In the packaging portion of the shop, and the connected back storage area, chocolate turtles are everywhere. To be fair, so are mints, holiday chocolate boxes, and chocolate turkeys larger than a person’s head. But the turtles are stacked, stored, and shipped in massive quantities.

Of three rooms set aside at a nearby hotel, one entire room is dedicated to storing turtles, Nagle said.

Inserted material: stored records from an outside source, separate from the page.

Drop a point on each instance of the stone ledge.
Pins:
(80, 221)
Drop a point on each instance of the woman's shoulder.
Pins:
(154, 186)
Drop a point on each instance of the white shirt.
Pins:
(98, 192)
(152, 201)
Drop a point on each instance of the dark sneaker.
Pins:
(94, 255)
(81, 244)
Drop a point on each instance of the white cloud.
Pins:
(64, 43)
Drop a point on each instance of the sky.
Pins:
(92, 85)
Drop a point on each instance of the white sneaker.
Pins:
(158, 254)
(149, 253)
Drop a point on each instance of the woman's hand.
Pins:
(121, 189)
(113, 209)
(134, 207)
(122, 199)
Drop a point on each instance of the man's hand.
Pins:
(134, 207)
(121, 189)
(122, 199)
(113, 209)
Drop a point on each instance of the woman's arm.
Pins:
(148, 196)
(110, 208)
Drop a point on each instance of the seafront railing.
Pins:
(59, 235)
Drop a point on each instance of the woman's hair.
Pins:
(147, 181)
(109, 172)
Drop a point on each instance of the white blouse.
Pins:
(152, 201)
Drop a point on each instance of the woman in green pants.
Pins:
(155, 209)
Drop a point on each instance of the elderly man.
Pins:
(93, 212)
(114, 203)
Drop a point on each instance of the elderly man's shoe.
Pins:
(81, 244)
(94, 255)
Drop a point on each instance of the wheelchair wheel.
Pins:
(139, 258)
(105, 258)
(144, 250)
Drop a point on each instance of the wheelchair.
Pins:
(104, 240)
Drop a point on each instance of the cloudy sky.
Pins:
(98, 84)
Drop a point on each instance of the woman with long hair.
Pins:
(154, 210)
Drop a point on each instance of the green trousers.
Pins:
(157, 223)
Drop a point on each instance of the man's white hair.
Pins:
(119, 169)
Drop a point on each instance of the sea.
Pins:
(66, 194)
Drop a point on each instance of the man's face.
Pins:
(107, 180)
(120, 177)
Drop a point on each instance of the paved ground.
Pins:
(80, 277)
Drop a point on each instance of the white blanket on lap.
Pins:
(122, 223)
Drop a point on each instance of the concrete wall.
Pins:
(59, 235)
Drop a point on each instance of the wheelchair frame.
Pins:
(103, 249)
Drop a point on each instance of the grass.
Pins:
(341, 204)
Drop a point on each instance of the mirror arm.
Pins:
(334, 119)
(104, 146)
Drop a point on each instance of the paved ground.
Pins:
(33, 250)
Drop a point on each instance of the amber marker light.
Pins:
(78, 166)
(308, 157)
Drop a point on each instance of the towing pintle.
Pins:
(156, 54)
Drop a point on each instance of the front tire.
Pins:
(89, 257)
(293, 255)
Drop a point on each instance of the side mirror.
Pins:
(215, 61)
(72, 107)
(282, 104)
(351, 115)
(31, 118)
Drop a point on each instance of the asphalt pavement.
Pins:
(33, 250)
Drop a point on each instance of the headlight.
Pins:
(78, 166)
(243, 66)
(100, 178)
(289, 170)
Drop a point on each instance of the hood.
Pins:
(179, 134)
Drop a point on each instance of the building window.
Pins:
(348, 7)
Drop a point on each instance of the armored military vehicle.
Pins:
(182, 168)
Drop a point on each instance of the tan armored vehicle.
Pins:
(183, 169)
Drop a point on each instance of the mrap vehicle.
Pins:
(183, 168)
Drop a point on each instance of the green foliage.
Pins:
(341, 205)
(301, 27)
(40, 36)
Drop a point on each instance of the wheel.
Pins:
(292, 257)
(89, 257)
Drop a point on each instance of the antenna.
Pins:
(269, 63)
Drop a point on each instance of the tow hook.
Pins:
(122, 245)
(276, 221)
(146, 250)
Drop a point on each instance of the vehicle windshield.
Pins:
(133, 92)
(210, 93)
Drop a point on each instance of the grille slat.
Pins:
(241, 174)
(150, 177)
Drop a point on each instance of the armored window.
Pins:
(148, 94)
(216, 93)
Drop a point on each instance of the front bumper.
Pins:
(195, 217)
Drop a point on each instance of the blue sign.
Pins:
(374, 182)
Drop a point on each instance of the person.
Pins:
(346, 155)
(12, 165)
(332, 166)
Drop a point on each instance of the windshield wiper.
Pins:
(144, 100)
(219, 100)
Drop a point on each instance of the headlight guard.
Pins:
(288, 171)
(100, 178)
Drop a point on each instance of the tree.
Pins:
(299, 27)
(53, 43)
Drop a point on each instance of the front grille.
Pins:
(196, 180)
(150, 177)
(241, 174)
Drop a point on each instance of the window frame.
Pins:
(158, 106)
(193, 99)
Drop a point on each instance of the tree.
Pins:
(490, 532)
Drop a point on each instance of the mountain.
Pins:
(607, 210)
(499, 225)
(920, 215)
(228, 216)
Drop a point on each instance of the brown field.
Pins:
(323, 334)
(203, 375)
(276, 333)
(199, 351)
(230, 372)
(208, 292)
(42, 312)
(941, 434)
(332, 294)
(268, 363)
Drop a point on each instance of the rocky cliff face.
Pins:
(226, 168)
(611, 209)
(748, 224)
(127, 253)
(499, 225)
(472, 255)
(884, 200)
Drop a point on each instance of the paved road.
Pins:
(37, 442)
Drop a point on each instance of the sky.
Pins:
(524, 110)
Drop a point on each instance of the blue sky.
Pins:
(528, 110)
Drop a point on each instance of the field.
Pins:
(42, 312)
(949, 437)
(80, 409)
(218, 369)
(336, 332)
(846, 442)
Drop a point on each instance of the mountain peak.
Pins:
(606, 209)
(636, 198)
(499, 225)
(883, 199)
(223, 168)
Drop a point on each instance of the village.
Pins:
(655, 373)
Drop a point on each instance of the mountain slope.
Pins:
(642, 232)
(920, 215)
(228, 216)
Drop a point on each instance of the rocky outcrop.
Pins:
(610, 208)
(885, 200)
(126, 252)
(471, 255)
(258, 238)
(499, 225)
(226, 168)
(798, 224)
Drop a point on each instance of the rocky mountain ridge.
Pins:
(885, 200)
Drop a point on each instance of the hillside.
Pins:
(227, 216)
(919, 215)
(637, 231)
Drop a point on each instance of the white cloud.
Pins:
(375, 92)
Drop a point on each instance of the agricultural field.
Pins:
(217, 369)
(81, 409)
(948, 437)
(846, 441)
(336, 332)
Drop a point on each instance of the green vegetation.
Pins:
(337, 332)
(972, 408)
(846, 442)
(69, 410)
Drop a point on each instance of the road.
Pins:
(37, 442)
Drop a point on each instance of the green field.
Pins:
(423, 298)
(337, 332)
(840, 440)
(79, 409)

They just do not have room for them in the store.

While Oprah may have given them a boost, Nagle said she hasn’t seen much beyond the usual amount of holiday ordering, which is always sizable. “It’s tough whenever you depend upon the fourth quarter for a predominant amount of your business,” Nagle said.

Her grandparents began selling chocolate out of their home in the fall of 1925, officially opening a shop in 1935 in Belmont. Now stationed on Morrissey Boulevard, Phillips Family Hospitality has quite the reach: candy stores in Dorchester and Braintree, along with Boston Bowl, Freeport Tavern, Phillips Banquet and Meeting Facility, the Ramada and Comfort Inns, and the Deadwood Cafe.

At its core, Phillips is a business built on a commitment to quality, Nagle said. Her grandfather would tell her, “You don’t skimp on ingredients, and you sell it the best way you know how to do it.”

Of all the businesses where she could have spent her time working, Nagle is glad it was chocolate, due in no small part to snacking, which seems to be family trait. Her mother, 102-year-old Anna Sammartino, doesn’t believe in saving chocolate for later, Nagle said. “There is no later.”